Di sisi lain, hubungan antara Anwar dan Tunku Ismail tampaknya tetap terjaga. Pada hari yang sama, Tunku Ismail menerima kunjungan Anwar di istana. Dalam unggahan media sosial, Anwar menyebut pertemuan itu berlangsung dalam suasana bersahabat dan harmonis, serta keduanya sepakat untuk terus menjaga hubungan baik dan memperkuat kerja sama antara pemerintah federal dan pemerintah negara bagian Johor.
Dalam pidatonya saat pengumuman calon, Anwar mengingatkan partai-partai politik untuk tidak menggunakan institusi kerajaan sebagai alat menyerang lawan. “Kami bertarung sebagai partai politik, jangan kaitkan dengan institusi kerajaan,” katanya. “Jika ada kritik, kami terima dengan cara yang baik. Itu tidak pantas dalam demokrasi, dan segala sesuatu ada batasnya.”
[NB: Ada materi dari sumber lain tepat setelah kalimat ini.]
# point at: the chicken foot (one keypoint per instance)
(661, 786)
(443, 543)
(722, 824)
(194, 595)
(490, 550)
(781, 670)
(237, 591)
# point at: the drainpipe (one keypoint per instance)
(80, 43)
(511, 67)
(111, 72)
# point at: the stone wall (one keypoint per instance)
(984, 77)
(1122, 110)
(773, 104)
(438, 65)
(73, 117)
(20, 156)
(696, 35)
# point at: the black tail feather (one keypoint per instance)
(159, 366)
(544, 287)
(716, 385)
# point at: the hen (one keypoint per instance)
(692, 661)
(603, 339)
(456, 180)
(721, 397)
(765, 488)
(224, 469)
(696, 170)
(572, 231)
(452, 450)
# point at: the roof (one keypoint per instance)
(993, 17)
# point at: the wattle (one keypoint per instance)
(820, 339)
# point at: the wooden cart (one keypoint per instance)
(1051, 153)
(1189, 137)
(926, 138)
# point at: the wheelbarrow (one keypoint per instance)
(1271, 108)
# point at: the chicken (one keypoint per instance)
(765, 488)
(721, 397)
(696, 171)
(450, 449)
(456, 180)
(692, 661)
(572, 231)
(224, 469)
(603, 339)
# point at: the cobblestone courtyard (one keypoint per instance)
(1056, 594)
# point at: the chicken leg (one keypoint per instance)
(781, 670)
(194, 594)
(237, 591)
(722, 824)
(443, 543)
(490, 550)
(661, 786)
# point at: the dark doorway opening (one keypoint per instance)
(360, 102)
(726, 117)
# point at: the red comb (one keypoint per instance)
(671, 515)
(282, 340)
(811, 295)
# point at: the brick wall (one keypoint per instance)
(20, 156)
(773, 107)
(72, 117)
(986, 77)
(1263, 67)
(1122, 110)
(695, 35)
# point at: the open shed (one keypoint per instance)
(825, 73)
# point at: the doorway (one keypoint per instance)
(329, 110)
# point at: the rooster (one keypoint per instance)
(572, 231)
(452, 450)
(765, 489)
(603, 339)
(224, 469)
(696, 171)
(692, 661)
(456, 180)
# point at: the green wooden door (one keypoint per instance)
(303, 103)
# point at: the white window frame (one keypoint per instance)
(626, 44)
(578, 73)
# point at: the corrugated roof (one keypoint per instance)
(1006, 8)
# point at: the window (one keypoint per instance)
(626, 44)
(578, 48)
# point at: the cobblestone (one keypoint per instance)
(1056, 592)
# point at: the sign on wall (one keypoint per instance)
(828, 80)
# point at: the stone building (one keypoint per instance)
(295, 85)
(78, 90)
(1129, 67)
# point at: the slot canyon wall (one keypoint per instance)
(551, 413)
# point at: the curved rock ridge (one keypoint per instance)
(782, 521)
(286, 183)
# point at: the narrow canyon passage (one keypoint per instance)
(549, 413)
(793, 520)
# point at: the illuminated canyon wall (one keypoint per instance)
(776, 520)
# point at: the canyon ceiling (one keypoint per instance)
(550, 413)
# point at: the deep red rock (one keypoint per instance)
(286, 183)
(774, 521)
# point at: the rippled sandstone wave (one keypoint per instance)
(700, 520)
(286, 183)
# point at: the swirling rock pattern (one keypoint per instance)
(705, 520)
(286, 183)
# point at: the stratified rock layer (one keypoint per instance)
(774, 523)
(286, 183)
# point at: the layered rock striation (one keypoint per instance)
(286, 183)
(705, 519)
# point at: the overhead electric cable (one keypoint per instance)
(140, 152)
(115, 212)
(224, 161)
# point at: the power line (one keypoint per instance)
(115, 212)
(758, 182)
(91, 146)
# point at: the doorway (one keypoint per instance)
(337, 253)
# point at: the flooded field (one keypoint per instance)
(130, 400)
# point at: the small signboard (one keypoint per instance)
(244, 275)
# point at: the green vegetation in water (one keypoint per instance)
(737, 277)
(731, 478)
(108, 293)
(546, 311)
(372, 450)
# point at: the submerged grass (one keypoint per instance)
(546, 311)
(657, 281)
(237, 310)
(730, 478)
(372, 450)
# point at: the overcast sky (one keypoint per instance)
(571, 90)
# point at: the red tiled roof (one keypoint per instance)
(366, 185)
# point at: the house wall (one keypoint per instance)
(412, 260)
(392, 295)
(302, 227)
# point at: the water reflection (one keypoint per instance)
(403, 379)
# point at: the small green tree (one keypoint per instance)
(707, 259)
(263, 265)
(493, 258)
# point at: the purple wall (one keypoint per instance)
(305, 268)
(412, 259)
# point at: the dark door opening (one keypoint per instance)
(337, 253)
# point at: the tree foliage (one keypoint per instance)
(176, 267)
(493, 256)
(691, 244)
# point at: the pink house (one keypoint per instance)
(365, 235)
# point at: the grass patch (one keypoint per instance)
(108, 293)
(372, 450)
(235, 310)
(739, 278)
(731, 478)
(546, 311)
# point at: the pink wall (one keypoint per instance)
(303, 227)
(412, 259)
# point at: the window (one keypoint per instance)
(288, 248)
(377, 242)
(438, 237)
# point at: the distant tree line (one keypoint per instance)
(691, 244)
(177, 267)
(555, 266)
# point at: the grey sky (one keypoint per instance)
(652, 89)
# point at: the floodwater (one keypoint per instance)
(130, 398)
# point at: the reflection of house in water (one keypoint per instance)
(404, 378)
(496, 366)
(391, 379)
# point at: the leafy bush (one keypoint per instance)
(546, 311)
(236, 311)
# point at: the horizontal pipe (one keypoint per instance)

Pemilihan negara bagian Johor akan berlangsung setelah masa kampanye 14 hari, dimulai dari penetapan calon pada 27 Juni. Sebanyak 56 kursi di Dewan Undangan Negeri Johor akan diperebutkan. Pertarungan ini diprediksi ketat, dengan isu alokasi dana dan pembangunan menjadi salah satu faktor penentu pilihan pemilih.
Bagi Indonesia, dinamika politik di Johor menarik untuk dicermati mengingat provinsi tetangga ini merupakan salah satu mitra dagang utama dan pintu masuk investasi, khususnya di sektor industri dan pariwisata. Stabilitas politik dan kebijakan fiskal di Johor dapat berdampak pada iklim investasi regional, termasuk bagi pelaku usaha Indonesia yang memiliki kepentingan di kawasan tersebut.